Page MenuHomePhabricator

commons "ideal" search
Closed, DuplicatePublic

Description

In an ideal world when a user searches for gold on commonswiki they would find items that have Q897, Q208045, etc. Today we require some UI element to first search wikidata and have the user choose the gold they are referring to.

Event Timeline

To make something like this happen there are two high level approaches i can think of:

  • query expansion by searching wikidata first and filtering commons search
  • Injecting wikidata info into commonswiki, or injecting commonswiki info into wikidata.

Query expansion could work for some cases, but for many popular words this can't work. Wikidata prefix search for gold returns at least 9000 results. In general I don't think this will be a scalable solution. That brings us to either injecting wikidata labels into commonswiki pages, or injecting commonswiki pages into the related wikidata elements. I don't think we can copy wikidata into commonswiki. Keeping the references up to date would mean that when someone edits the Cat item on wikidata we may have to update a million or more cat images on commonswiki.

The only viable solution then is somehow injecting commonswiki references into the wikidata index, perhaps similar to how other wikis inject local_sites_with_dupes into commonswiki. I'm not entirely sure what the query for this would have to look like, but I don't think any of the other options are even viable.

Without this feature, "depicts" and other structured data becomes useless for typical users trying to find images with the builtin search using obvious search terms. I was adding structured data to some images and then wanted to test the search feature in other languages to see how it worked. It didn't work as expected, which led me here.

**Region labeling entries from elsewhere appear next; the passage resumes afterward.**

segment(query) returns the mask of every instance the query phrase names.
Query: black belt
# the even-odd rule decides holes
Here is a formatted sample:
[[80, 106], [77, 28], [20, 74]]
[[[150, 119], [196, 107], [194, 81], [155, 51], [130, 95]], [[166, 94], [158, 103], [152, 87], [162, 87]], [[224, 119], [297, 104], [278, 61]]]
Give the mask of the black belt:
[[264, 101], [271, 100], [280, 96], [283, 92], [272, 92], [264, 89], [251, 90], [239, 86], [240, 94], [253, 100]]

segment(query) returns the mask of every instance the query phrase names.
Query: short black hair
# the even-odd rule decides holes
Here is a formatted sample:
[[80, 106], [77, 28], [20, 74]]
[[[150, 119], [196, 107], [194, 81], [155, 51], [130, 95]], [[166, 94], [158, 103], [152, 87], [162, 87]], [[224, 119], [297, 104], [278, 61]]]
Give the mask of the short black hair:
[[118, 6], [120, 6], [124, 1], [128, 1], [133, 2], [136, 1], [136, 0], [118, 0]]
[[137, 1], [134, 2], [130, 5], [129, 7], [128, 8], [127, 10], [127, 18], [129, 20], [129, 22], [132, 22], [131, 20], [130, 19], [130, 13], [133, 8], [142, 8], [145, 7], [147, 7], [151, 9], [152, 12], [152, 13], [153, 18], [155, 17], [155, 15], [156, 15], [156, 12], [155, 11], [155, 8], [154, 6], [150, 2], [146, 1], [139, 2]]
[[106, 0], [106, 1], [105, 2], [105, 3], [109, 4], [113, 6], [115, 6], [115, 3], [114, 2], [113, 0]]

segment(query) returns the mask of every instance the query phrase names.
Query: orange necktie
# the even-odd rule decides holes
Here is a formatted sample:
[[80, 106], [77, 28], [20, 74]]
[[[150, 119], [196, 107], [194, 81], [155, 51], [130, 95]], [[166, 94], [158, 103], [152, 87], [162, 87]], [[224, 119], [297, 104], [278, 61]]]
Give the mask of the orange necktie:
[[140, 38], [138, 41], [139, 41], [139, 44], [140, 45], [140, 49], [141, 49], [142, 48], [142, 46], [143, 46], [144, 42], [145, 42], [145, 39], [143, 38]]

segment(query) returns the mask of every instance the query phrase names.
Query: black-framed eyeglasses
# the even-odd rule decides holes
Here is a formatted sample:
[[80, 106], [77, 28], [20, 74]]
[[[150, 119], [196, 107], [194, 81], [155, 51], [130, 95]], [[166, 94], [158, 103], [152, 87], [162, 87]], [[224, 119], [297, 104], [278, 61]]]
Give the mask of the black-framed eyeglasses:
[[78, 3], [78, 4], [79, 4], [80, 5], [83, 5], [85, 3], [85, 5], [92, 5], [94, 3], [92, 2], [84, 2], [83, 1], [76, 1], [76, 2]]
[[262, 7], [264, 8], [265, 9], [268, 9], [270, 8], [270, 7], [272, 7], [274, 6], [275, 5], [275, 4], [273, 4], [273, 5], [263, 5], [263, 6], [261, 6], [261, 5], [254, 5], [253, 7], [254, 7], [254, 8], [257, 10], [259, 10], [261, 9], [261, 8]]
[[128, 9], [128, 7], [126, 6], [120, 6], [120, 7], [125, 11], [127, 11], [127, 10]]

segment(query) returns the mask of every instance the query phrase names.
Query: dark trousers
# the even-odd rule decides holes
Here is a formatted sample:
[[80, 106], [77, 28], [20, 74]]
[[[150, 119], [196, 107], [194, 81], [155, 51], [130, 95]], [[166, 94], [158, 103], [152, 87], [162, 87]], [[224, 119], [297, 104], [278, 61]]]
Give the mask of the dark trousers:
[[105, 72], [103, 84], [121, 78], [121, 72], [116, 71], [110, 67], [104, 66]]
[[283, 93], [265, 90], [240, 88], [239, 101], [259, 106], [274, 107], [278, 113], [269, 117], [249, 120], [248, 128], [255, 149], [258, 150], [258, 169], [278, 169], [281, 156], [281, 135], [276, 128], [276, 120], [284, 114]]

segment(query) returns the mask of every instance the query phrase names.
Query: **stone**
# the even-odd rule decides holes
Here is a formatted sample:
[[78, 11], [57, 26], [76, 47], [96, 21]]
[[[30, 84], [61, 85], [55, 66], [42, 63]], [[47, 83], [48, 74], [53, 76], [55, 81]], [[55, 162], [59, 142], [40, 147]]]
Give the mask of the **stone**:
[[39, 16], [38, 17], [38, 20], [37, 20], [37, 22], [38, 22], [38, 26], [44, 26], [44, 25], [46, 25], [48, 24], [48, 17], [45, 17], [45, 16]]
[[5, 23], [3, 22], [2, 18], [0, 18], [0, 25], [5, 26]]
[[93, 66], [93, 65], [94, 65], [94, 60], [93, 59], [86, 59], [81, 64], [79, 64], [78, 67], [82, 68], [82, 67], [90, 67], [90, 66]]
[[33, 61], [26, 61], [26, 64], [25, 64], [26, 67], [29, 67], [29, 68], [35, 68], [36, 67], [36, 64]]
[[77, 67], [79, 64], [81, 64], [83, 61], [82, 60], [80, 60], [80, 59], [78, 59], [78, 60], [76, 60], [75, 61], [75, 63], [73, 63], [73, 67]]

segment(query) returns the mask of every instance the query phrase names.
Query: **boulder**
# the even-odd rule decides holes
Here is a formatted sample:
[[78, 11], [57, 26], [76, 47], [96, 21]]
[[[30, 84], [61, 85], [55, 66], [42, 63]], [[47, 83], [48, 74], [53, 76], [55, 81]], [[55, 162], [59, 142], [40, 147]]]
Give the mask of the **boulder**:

For example this image includes structured data of "rabbit" and "cooking":
https://commons.wikimedia.org/wiki/File:Houghton_AC7_R3246_772f_-_Frugal_Housewife,_hare.jpg

However a search for the words rabbit and cooking does not result in this image:
https://commons.wikimedia.org/w/index.php?sort=relevance&search=rabbit+cooking&title=Special:Search&profile=advanced&fulltext=1&advancedSearch-current=%7B%7D&ns0=1&ns6=1&ns12=1&ns14=1&ns100=1&ns106=1

A search for haswbstatement:P180=Q9394 haswbstatement:P180=Q38695 does provide this image:
https://commons.wikimedia.org/w/index.php?sort=last_edit_desc&search=haswbstatement%3AP180%3DQ9394+haswbstatement%3AP180%3DQ38695&title=Special:Search&profile=advanced&fulltext=1&advancedSearch-current=%7B%7D&ns0=1&ns6=1&ns12=1&ns14=1&ns100=1&ns106=1

That's a big loss for most users and makes the entry of structured data, for me at least, seem less useful.

I was playing around with the search some more and I think this is actually a lot closer to solved than it appears. In the main search box at the top of the page, when typing in a search term you can select a "depicts" item which then becomes a haswbstatement:P180 item for the search. The problem is there's no easy was to add a second haswbstatement:P180 term. If the advanced (AKA search results) page had the same box or function, maybe somewhere in the "Search in page text" section, so someone could just add a 2nd, 3rd, etc term, that would be pretty accessible.

Could we come at it from the other direction? Use the wikidata drop-down result to generate a text search in addition to the haswbstatement results. Set up search so that all words in the search are selected from the drop-down, but then use wikidata's "label" "description" and/or "Also known as" to generate additional results based on those words for a "regular" text search.

Hello @Nathank2 . We're actually working on a new search system now, and it should address a number of points you bring up here. It's still in the early prototyping phases, but we hope to have some news and beta versions available in the coming weeks.

@Ramsey-WMF that's great! My programming skills are minimal, but I'd be happy to help in other ways.